Zoo.gr
- Website type: Social network service, Online games service
- Available in: Greek
- Headquarters: Athens, Greece
- Owner: Zoo Bytes
- Creators: Michalis Nafpliotis, Dimitris Mpanis, Costas Chatzikokolakis
- Website: www.zoo.gr
- Commercial: Yes
- Registration: Required
- Launched: April 22, 2004; 22 years ago
- Current status: Active

= Zoo.gr =

Greek social networking and online games website

Zoo.gr is a social networking and online games website, which is placed among the top 10 most visited sites in Greece (among people who have the Alexa toolbar installed on their browser), and is the largest Greek social networking site. The company was founded in 2004. In December 2008, Zoo claimed to have recorded a total number of 900.000 unique visitors.

==Features==

Zoo.gr has a desktop layout, i.e. users can use desktop icons and windows, similar to their desktop in Microsoft windows.

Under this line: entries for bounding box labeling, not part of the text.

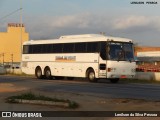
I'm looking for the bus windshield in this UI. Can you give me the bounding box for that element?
[108,42,134,62]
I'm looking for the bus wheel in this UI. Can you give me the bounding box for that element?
[110,78,119,83]
[35,67,43,79]
[54,76,64,80]
[44,67,52,79]
[67,77,74,80]
[87,69,97,82]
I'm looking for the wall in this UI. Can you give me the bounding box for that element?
[0,23,29,64]
[135,72,160,81]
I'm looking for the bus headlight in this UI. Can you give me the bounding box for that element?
[131,68,136,72]
[107,68,116,72]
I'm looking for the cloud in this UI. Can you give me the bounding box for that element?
[113,15,160,30]
[20,13,160,45]
[51,14,90,28]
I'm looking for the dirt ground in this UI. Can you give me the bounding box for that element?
[0,83,27,93]
[0,83,160,120]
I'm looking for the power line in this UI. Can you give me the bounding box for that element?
[0,8,22,21]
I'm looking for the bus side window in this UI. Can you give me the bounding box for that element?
[23,45,29,54]
[63,43,74,53]
[75,43,86,53]
[87,42,99,53]
[100,42,107,60]
[52,44,63,53]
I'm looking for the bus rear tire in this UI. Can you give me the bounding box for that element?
[35,67,43,79]
[87,69,97,82]
[67,77,74,80]
[110,78,119,83]
[44,67,52,79]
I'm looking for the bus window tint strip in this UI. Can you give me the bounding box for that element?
[23,42,100,54]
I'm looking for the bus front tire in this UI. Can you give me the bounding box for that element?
[110,78,119,83]
[87,69,97,82]
[67,77,74,80]
[44,67,52,79]
[35,67,43,79]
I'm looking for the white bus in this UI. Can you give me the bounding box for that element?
[22,34,136,83]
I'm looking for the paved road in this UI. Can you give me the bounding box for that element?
[0,76,160,101]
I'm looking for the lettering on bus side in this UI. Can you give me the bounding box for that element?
[55,56,76,62]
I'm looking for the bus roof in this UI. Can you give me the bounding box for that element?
[24,34,132,45]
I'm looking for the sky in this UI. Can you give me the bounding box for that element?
[0,0,160,47]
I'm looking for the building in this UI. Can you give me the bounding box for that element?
[0,23,29,65]
[135,46,160,72]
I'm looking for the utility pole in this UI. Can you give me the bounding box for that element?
[11,53,13,68]
[20,0,23,68]
[2,53,4,66]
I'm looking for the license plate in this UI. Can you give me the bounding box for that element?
[121,75,127,78]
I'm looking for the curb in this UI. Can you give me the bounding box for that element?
[14,99,69,107]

They can also create an online profile (in which they can add photos and videos) and add other users to their friends list so that they can stay connected online.

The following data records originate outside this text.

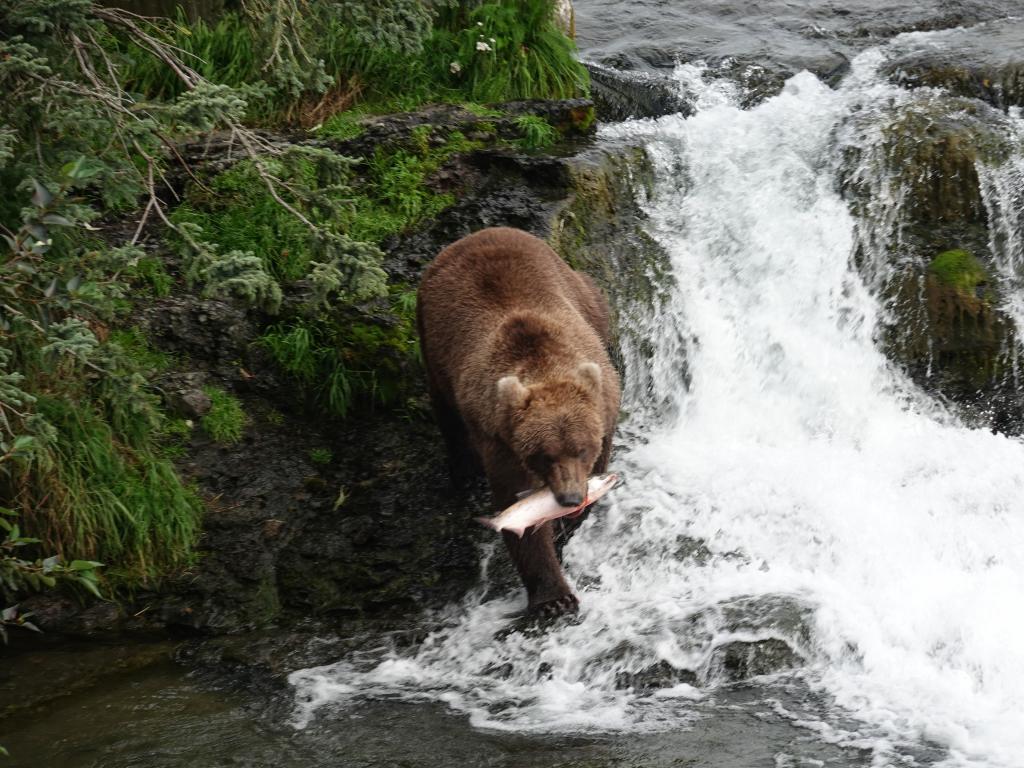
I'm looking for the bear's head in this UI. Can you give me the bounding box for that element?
[498,362,604,507]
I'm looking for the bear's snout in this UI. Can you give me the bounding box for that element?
[555,490,583,507]
[547,461,587,507]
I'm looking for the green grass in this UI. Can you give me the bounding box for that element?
[259,286,419,418]
[111,0,589,126]
[171,154,318,282]
[344,126,480,243]
[125,256,174,297]
[928,249,988,292]
[26,396,203,587]
[515,115,559,150]
[201,386,249,445]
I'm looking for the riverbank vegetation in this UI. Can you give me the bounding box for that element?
[0,0,587,627]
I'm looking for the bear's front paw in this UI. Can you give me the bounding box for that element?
[528,592,580,618]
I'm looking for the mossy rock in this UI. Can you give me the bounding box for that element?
[884,19,1024,110]
[885,98,1012,223]
[928,248,989,299]
[886,249,1015,400]
[841,91,1015,228]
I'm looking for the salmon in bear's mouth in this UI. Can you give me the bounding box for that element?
[476,473,618,538]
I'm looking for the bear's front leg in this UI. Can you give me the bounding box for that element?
[503,522,580,616]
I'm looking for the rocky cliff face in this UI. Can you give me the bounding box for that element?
[22,101,664,634]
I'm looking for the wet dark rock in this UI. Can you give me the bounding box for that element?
[161,371,211,419]
[19,100,664,653]
[711,638,804,682]
[587,61,693,122]
[0,640,174,716]
[884,18,1024,110]
[315,98,595,157]
[846,91,1024,432]
[615,660,699,694]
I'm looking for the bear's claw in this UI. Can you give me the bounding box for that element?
[529,592,580,618]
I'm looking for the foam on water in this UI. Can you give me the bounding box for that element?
[291,37,1024,766]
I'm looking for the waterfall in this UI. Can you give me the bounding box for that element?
[291,43,1024,766]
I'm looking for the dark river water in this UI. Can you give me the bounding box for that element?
[8,0,1024,768]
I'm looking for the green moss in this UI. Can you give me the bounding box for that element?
[928,249,988,292]
[459,101,504,118]
[171,159,319,281]
[571,105,597,133]
[309,449,334,464]
[342,131,482,243]
[125,256,174,297]
[110,328,173,374]
[157,419,193,459]
[25,397,203,589]
[202,386,249,445]
[259,285,419,417]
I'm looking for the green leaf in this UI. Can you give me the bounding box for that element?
[60,157,106,181]
[68,560,102,570]
[79,579,103,600]
[10,434,36,454]
[32,179,53,208]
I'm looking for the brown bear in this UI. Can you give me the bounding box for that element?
[417,227,620,614]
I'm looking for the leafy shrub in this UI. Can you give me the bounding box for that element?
[0,171,202,584]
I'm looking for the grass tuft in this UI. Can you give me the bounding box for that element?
[515,115,558,150]
[201,386,249,445]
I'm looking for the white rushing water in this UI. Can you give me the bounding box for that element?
[292,37,1024,767]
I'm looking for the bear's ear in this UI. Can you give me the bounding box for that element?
[498,376,529,409]
[577,362,601,396]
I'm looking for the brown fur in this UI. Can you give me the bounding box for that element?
[417,227,620,611]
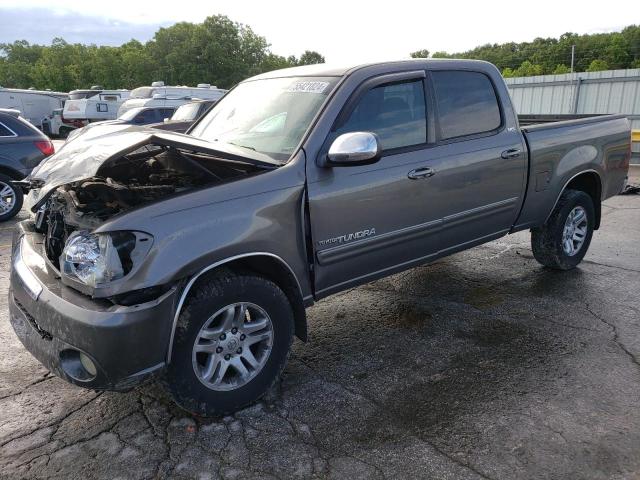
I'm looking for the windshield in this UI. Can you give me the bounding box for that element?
[69,90,100,100]
[171,103,200,122]
[189,77,338,161]
[118,107,142,121]
[129,87,153,98]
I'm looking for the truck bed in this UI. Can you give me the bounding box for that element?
[514,115,630,230]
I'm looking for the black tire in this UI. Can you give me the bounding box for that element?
[531,190,595,270]
[0,173,24,222]
[163,270,294,416]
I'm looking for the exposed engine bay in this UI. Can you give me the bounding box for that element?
[35,144,265,267]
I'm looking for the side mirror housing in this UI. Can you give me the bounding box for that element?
[326,132,381,167]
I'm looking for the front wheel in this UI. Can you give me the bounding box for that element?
[0,173,23,222]
[531,190,595,270]
[164,271,294,416]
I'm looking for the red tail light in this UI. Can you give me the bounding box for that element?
[33,140,56,157]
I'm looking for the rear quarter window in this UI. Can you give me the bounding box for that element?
[432,71,502,140]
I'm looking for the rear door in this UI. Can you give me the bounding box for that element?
[307,71,441,296]
[428,70,526,253]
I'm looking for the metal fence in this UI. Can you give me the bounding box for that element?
[505,68,640,158]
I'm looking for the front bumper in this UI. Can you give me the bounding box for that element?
[9,222,176,390]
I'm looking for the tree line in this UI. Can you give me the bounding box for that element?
[0,15,324,92]
[411,25,640,77]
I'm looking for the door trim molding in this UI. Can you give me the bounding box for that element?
[316,197,519,266]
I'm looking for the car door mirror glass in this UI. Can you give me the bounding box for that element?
[327,132,381,166]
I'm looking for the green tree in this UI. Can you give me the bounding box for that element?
[411,48,429,58]
[587,59,609,72]
[298,50,325,65]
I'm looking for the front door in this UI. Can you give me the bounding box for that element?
[307,72,442,297]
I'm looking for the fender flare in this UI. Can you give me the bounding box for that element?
[166,252,303,365]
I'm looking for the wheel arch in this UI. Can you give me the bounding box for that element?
[167,252,307,364]
[545,170,602,230]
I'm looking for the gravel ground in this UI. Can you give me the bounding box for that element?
[0,174,640,480]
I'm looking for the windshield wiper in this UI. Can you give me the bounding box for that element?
[227,142,257,152]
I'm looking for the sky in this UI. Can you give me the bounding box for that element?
[0,0,640,63]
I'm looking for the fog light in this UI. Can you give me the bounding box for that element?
[80,352,98,377]
[60,348,98,382]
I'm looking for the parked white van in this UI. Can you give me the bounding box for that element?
[118,82,227,117]
[62,86,129,124]
[0,87,69,130]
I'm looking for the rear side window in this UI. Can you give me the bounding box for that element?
[0,122,16,137]
[338,80,427,150]
[432,71,502,140]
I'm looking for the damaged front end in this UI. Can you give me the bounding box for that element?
[25,130,278,304]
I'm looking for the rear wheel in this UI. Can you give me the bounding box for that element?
[531,190,595,270]
[165,271,294,416]
[0,173,24,222]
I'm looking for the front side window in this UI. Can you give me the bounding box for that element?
[0,123,16,137]
[129,87,155,98]
[190,77,338,161]
[171,103,200,122]
[134,110,156,123]
[432,71,502,140]
[338,80,427,150]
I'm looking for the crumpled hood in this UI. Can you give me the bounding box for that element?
[29,124,282,211]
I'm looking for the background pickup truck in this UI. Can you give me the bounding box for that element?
[9,60,631,415]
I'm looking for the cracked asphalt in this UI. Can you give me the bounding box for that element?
[0,166,640,480]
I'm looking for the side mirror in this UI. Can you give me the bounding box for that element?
[327,132,381,167]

While users are online, they can use an in-site application to exchange mails with each other, join the chat, read news through FanClubs, an internal site application which reproduced news items from various websites, or play games, either single-player or multiplayer. All games are programmed in flash and include very simple and common games like chess, crosswords, backgammon, pool table, poker, blackjack etc.

==Zoo Coins==
Zoo.gr has a kind of “currency” inside of it, which allows users to buy services such as more profile search options, profile picture in “Person of the Week” and game tournaments bet with other users.